We have mentioned going to Calavie before and we thoroughly enjoy seeing Julianne every week. He speaks Fon so he was able to teach her in Fon so she could read his lips just fine and we could skip the translation process with Nadia. It was really fun to sit there and hear both of them teach the gospel taught in Fon. Once in a while they filled us in on how she was responding. She really understands the gospel despite her hearing handicap. Elder Geoffry was obviously an excellent missionary and really knows how to teach. We couldn’t understand the Fon but I could the French when he was helping to teach Mama Rosemond and discovered that the same thing happens to these African missionaries as happens to American missionaries when they go on a mission. They come back mature adults with a good knowledge of the gospel and how to teach it to others. I hope the same thing happens to Soeur Black and me.

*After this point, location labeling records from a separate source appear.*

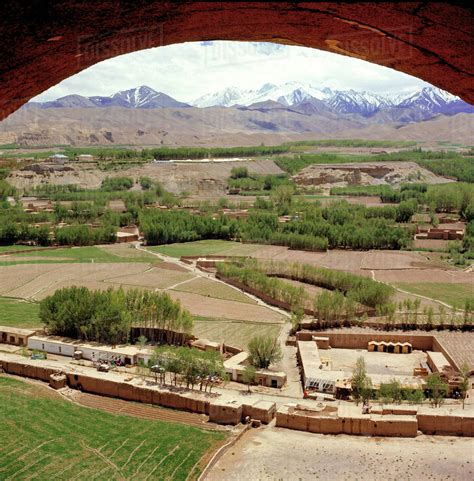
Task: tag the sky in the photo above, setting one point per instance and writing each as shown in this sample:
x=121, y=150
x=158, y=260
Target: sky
x=189, y=70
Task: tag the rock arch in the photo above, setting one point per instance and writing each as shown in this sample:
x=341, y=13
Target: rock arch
x=45, y=41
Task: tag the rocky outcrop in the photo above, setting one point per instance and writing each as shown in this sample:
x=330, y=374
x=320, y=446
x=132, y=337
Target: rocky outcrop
x=44, y=44
x=390, y=173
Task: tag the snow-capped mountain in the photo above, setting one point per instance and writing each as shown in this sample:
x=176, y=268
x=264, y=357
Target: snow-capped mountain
x=363, y=103
x=429, y=100
x=290, y=93
x=137, y=98
x=305, y=98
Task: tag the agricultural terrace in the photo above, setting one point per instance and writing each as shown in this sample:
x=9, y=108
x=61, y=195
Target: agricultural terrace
x=345, y=297
x=19, y=313
x=50, y=442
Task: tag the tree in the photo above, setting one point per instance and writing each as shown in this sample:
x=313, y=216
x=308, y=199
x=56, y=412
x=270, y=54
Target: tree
x=141, y=341
x=248, y=376
x=391, y=391
x=297, y=314
x=361, y=383
x=437, y=389
x=264, y=350
x=464, y=374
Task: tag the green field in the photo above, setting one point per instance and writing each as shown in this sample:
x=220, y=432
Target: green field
x=233, y=333
x=217, y=290
x=204, y=247
x=78, y=254
x=47, y=438
x=18, y=248
x=19, y=314
x=452, y=294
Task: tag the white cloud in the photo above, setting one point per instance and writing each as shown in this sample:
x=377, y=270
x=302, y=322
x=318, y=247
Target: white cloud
x=187, y=71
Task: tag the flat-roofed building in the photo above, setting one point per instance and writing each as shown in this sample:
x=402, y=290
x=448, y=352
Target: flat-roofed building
x=15, y=336
x=438, y=362
x=235, y=367
x=91, y=351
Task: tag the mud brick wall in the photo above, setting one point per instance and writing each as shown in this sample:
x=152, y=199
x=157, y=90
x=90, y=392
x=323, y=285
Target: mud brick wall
x=225, y=413
x=256, y=412
x=346, y=340
x=446, y=425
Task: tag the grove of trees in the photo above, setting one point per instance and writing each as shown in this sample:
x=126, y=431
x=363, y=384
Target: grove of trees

Soeur Black’s Birthday was August 1. As the word spread a little she received lots of birthday wishes from members and missionaries. We pretty much took the day off just doing things that needed to be done here at the apartment then drove around looking for a missionary apartment in Akpakpa and went out to a nice dinner. August 1 is independence day here in Benin so most things were closed and there were celebrations going on here and there.